I wanted to find a list of Firefox addons that had smushed text in their title. E.g. FireBug or StumbleUpon. The normal porter stemming algorithm that Sphinx uses does not turn "StumbleUpon" into "stumbl upon" as it would with "Stumble Upon". I was hoping for, and unfortunately could not find a method to do a regular expression search/replace using mysql. If I could, I could have Sphinx read "StumbleUpon" as "Stumble Upon" and all would be well (although in theory this would backfire).
So my Plan B was to get a list of common smushed named addons (I'd say camelCase, but camelCase is different from SmushedText). Naturally I used my exceptional skill at regular expressions to concoct this query:
mysql> SELECT name FROM translated_addons WHERE name REGEXP '[a-z][A-Z][a-z]' = 1 LIMIT 10;
+------------------------+
| name |
+------------------------+
| Orbit Grey |
| Phoenity |
| Pinball |
| Qute |
| FirefoxModern |
| Adblock |
| Add Bookmark Here |
| All-in-One Gestures |
| Bookmarks Synchronizer |
| Browser Uptime |
+------------------------+
10 rows in set (41.28 sec)
Wait... none of these match. I scratched my head for a bit and then thought, oh wait, mysql is case insenstivie maybe it's turning [a-z][A-Z][a-z] into [a-z][a-z][a-z] ― stupid, but consistent with mysql. Then I pulled my other regexp card out of my sleve, character classes:
mysql> SELECT name FROM translated_addons WHERE name REGEXP '[[:lower:]][[:upper:]][[:lower:]]' = 1 LIMIT 10;
+------------------------+
| name |
+------------------------+
| Orbit Grey |
| Phoenity |
| Pinball |
| Qute |
| FirefoxModern |
| Adblock |
| Add Bookmark Here |
| All-in-One Gestures |
| Bookmarks Synchronizer |
| Browser Uptime |
+------------------------+
10 rows in set (12.96 sec)
No difference. Time to pull out the mysql documentation:
REGEXP is not case sensitive, except when used with binary strings.
ORLY?
Case-insenstive regular expressions when looking for [[:upper:]] or [[:lower:]]? Fine... I'll add some syntax to make you work right:
mysql> SELECT DISTINCT name FROM translated_addons WHERE name REGEXP BINARY '[[:lower:]][[:upper:]][[:lower:]]' = 1 LIMIT 10;
+---------------------------+
| name |
+---------------------------+
| FirefoxModern |
| ChatZilla |
| ChromEdit |
| CuteMenus |
| DownloadWith |
| easyGestures |
| JavaScript Console Status |
| LinkVisitor |
| OpenBook |
| QuickNote |
+---------------------------+
10 rows in set (9.68 sec)
That's more like it!
Unfortunately there's about 2609 addons matching this query and since I can't automatically fix these in mysql, I'll need to do some work:
1. Create a new table for additional indexable data.
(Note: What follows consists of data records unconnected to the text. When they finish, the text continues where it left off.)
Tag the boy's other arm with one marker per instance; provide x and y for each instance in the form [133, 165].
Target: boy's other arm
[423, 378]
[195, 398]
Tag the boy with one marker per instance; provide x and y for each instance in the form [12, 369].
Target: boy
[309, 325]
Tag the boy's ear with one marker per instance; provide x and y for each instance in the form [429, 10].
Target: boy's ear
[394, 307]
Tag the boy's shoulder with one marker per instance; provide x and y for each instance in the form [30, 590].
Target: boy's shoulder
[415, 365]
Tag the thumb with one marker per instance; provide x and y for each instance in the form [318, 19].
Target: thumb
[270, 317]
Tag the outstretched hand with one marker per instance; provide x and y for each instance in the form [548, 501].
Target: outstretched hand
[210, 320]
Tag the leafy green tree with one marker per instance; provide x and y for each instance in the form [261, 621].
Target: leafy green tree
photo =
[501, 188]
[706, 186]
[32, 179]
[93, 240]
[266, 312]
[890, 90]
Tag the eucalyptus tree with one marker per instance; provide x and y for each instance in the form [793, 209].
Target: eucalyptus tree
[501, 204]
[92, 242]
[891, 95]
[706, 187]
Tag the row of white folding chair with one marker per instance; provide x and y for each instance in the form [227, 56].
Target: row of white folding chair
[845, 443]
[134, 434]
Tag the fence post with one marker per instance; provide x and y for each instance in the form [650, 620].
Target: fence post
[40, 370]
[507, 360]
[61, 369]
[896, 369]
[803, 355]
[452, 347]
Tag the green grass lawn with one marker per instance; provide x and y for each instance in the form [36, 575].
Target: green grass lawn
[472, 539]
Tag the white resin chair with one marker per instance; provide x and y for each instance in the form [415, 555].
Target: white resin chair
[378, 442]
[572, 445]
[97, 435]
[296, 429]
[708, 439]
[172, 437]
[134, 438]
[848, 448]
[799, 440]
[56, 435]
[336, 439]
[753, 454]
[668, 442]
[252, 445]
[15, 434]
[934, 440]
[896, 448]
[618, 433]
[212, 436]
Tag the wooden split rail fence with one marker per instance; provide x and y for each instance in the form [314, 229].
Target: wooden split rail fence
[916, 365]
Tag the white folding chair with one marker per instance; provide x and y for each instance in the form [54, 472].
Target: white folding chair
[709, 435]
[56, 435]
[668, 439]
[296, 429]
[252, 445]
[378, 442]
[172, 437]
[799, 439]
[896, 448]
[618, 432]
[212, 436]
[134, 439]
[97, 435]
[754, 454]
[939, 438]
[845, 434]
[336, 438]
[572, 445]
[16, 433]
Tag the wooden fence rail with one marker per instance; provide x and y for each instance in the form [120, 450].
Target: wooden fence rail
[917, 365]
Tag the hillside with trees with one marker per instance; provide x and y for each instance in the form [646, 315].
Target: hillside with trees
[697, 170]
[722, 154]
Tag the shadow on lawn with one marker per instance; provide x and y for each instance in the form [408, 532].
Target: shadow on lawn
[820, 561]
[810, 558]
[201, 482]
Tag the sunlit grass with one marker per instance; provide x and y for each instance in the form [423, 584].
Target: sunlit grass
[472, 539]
2. Upon creation of any new addons with names that have SmushedText - store the "un smushed text".
3. Index this "extras" field in Sphinx.
Bug: 517699



MySQL isn’t inherently case insensitive, certain data types are. VARCHAR for example. CHAR is case sensitive. You could safely convert your existing varchar field to char and then your regex might work better.
There is a match in the initial set (with your assumptions from the initial test): “FirefoxModern” should be the only match because it has “xMo” in it. Regular expressions ought to be case-sensitive by default, however, as they are in virtually every other usage.